Lavoro

Il solo stato di bisogno non è sfruttamento

Se si rispettano le norme su retribuzione, orario e sicurezza del lavoratore

di Giampiero Falasca

L’assunzione di una persona di cui si conosce lo stato di bisogno non è di per sé sintomatica di sfruttamento, laddove siano rispettate le prerogative retributive e orarie del lavoratore e sia garantita la sua sicurezza sul lavoro; in ogni caso, ai fini della configurabilità del reato di intermediazione illecita e sfruttamento del lavoro (previsto dall’articolo 603 del Codice penale) è necessaria la prova concreta della sussistenza di tale situazione di bisogno, non essendo questo desumibile mediante presunzioni. Questi i principi elaborati dalla Corte di cassazione con la sentenza 28289/2022.

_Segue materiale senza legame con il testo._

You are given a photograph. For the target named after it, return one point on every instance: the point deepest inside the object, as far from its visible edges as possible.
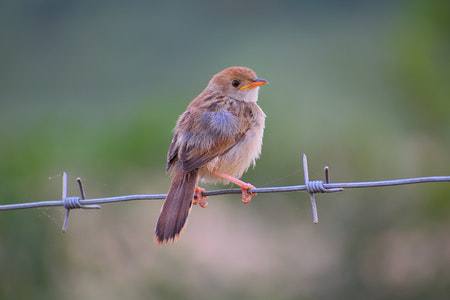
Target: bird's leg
(199, 198)
(247, 196)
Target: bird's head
(240, 83)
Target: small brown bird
(215, 140)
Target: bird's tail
(176, 207)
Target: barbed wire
(312, 187)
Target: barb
(311, 186)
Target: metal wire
(312, 187)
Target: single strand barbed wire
(312, 187)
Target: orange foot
(199, 198)
(247, 196)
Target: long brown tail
(176, 207)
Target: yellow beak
(255, 83)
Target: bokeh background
(95, 87)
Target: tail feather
(176, 207)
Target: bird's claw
(199, 198)
(247, 195)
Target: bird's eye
(235, 83)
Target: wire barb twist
(316, 186)
(312, 187)
(73, 202)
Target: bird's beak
(255, 83)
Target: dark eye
(235, 83)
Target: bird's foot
(199, 198)
(247, 195)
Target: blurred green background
(95, 88)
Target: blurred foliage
(94, 88)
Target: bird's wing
(201, 135)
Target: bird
(215, 140)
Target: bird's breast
(239, 158)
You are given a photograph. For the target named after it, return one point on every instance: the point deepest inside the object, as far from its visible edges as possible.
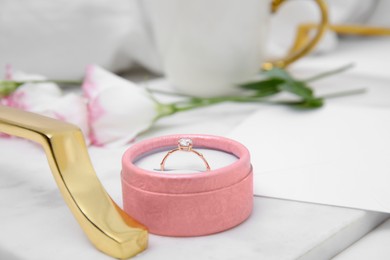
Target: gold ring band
(184, 144)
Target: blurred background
(60, 38)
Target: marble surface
(36, 224)
(374, 245)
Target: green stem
(344, 93)
(328, 73)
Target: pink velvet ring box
(195, 204)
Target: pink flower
(118, 110)
(47, 99)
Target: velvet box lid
(192, 204)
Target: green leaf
(309, 103)
(298, 88)
(8, 86)
(263, 85)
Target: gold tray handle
(109, 228)
(302, 48)
(304, 31)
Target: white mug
(207, 47)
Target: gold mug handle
(297, 53)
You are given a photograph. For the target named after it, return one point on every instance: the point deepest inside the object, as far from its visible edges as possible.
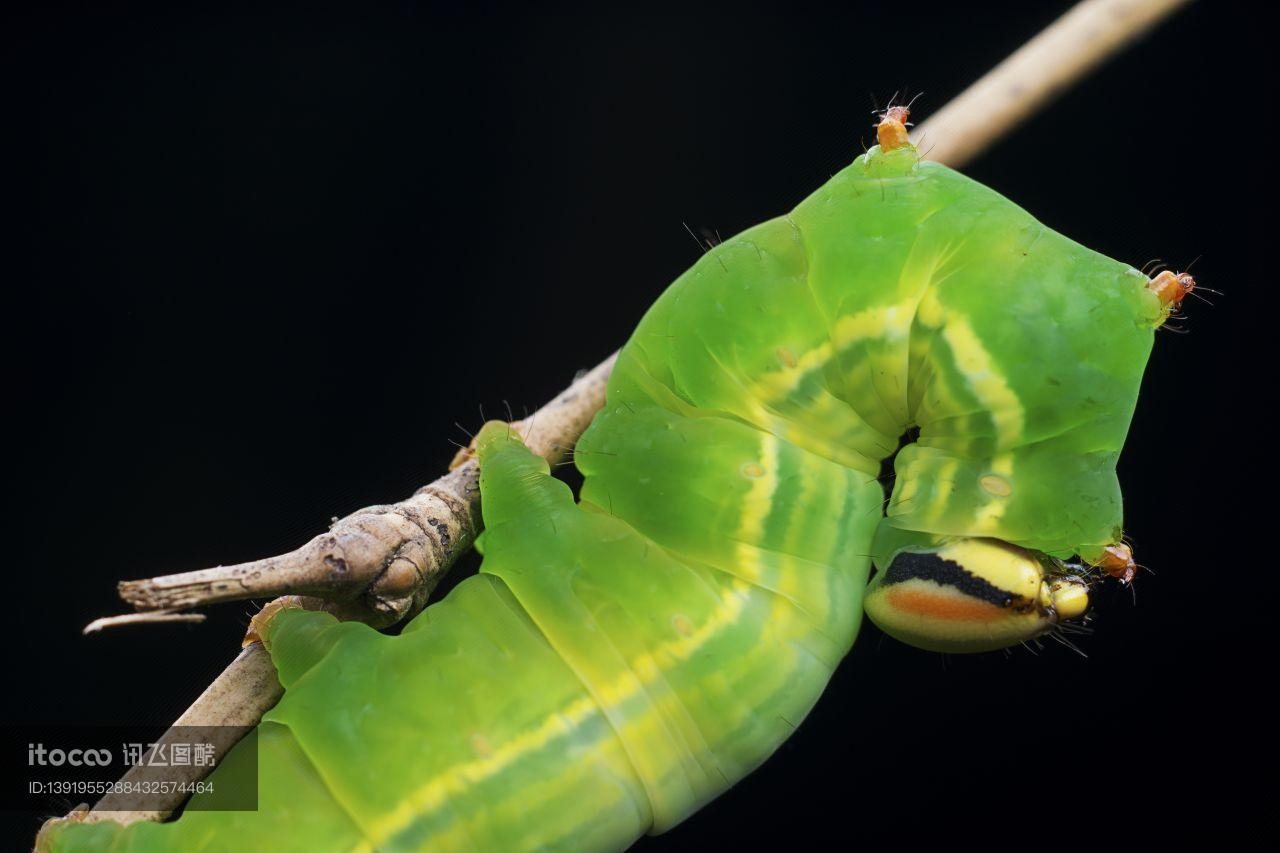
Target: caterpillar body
(622, 660)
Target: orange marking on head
(941, 605)
(1171, 287)
(1118, 561)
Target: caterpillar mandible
(622, 660)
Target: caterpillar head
(973, 596)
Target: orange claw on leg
(891, 131)
(1118, 561)
(1171, 287)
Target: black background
(261, 261)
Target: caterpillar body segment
(620, 662)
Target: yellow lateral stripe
(430, 796)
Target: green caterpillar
(621, 661)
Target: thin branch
(379, 564)
(1084, 37)
(1047, 64)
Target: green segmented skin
(621, 661)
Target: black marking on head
(946, 573)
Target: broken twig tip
(141, 619)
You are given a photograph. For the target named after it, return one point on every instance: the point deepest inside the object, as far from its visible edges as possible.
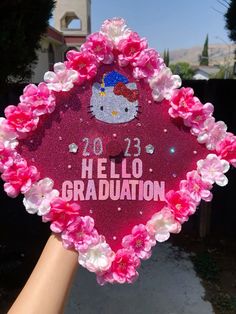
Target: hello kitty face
(114, 104)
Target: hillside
(218, 54)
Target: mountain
(218, 54)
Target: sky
(167, 24)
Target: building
(72, 23)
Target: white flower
(163, 84)
(212, 133)
(38, 198)
(62, 79)
(212, 169)
(8, 137)
(162, 224)
(115, 29)
(97, 258)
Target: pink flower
(38, 199)
(163, 84)
(211, 133)
(97, 258)
(226, 148)
(212, 170)
(21, 118)
(181, 205)
(123, 268)
(62, 79)
(7, 157)
(140, 241)
(130, 48)
(61, 214)
(80, 234)
(115, 30)
(8, 137)
(183, 102)
(40, 99)
(84, 63)
(147, 63)
(162, 224)
(196, 188)
(100, 46)
(199, 114)
(19, 178)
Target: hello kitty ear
(131, 85)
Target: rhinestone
(150, 149)
(73, 148)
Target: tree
(230, 18)
(204, 58)
(183, 69)
(22, 24)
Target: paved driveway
(167, 285)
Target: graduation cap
(111, 79)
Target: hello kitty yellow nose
(114, 113)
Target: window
(70, 21)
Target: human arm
(48, 286)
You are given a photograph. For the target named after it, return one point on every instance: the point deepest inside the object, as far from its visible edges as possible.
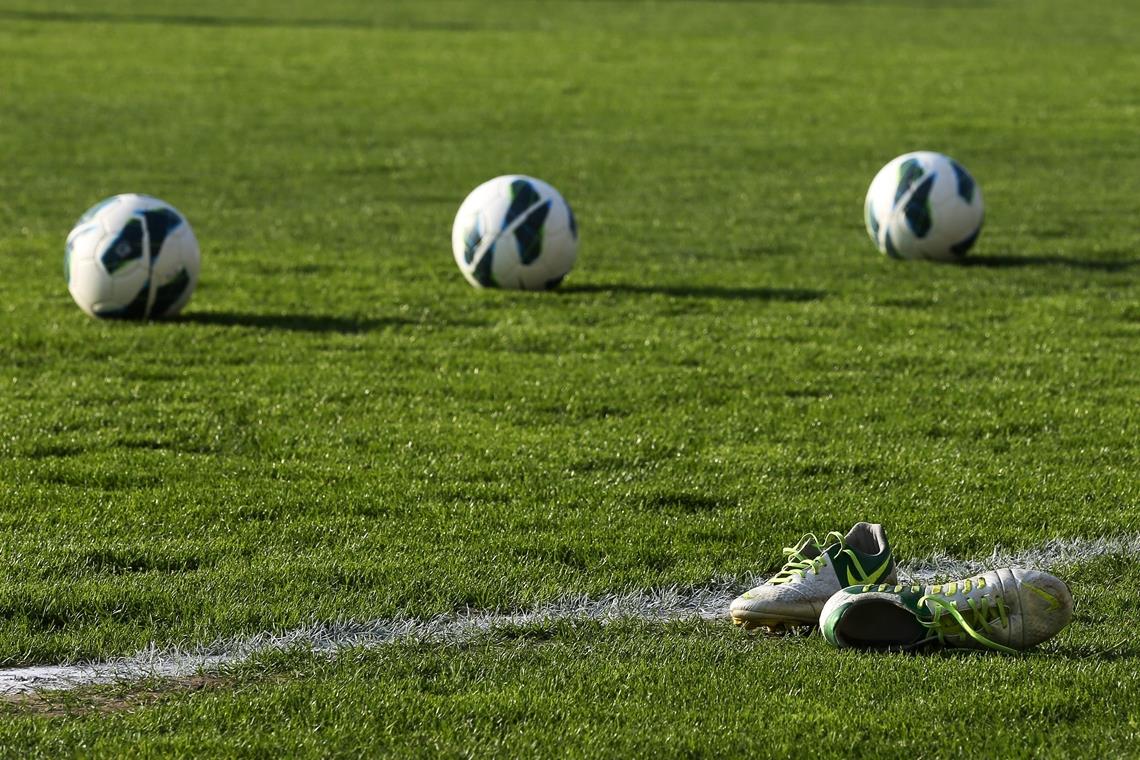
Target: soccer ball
(131, 256)
(515, 233)
(923, 205)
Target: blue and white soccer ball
(131, 256)
(514, 233)
(923, 205)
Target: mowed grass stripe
(709, 602)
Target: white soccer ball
(923, 205)
(514, 233)
(131, 256)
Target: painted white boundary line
(709, 602)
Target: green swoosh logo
(872, 577)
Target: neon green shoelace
(947, 620)
(797, 565)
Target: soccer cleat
(1004, 610)
(796, 595)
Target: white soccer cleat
(796, 595)
(1006, 610)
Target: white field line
(709, 602)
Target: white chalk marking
(709, 602)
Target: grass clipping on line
(709, 602)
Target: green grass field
(340, 428)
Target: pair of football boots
(848, 586)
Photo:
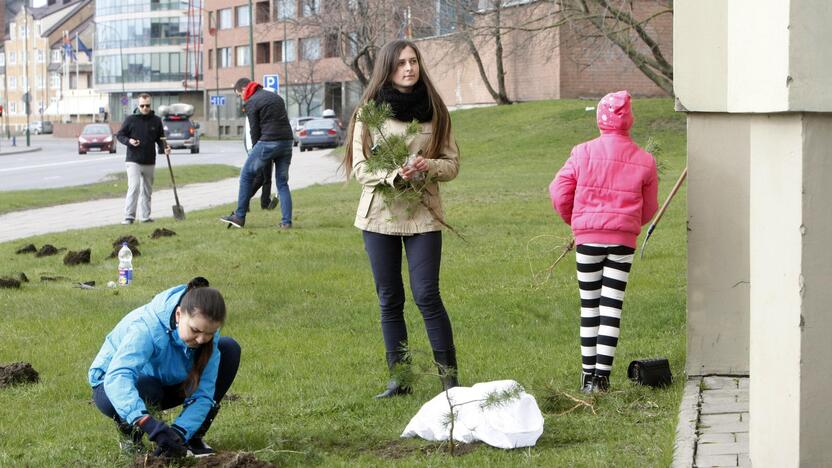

Secondo i giudici, con la disciplina contenuta nell’articolo 603, il legislatore ha scelto di punire non lo sfruttamento in sé, ma solo quello che si realizza mediante l’approfittamento di una situazione di grave inferiorità del lavoratore, che può derivare sia da condizioni di natura economica, sia da fattori di altra natura, a patto che siano comunque capaci di indebolire la capacità e la volontà contrattuale del lavoratore fino al punto da indurlo ad accettare condizioni cui altrimenti non avrebbe acconsentito.

In questa ottica, prosegue la sentenza, non basta che ricorrano i sintomi dello sfruttamento indicati dal comma 3 dell’articolo 603, ma occorre anche l’abuso della condizione esistenziale della persona, che coincide con il vantaggio che si consegue in concreto.

La Corte precisa anche che lo stato di bisogno non si identifica con una situazione di vulnerabilità che annienta in modo assoluto qualsiasi libertà di scelta.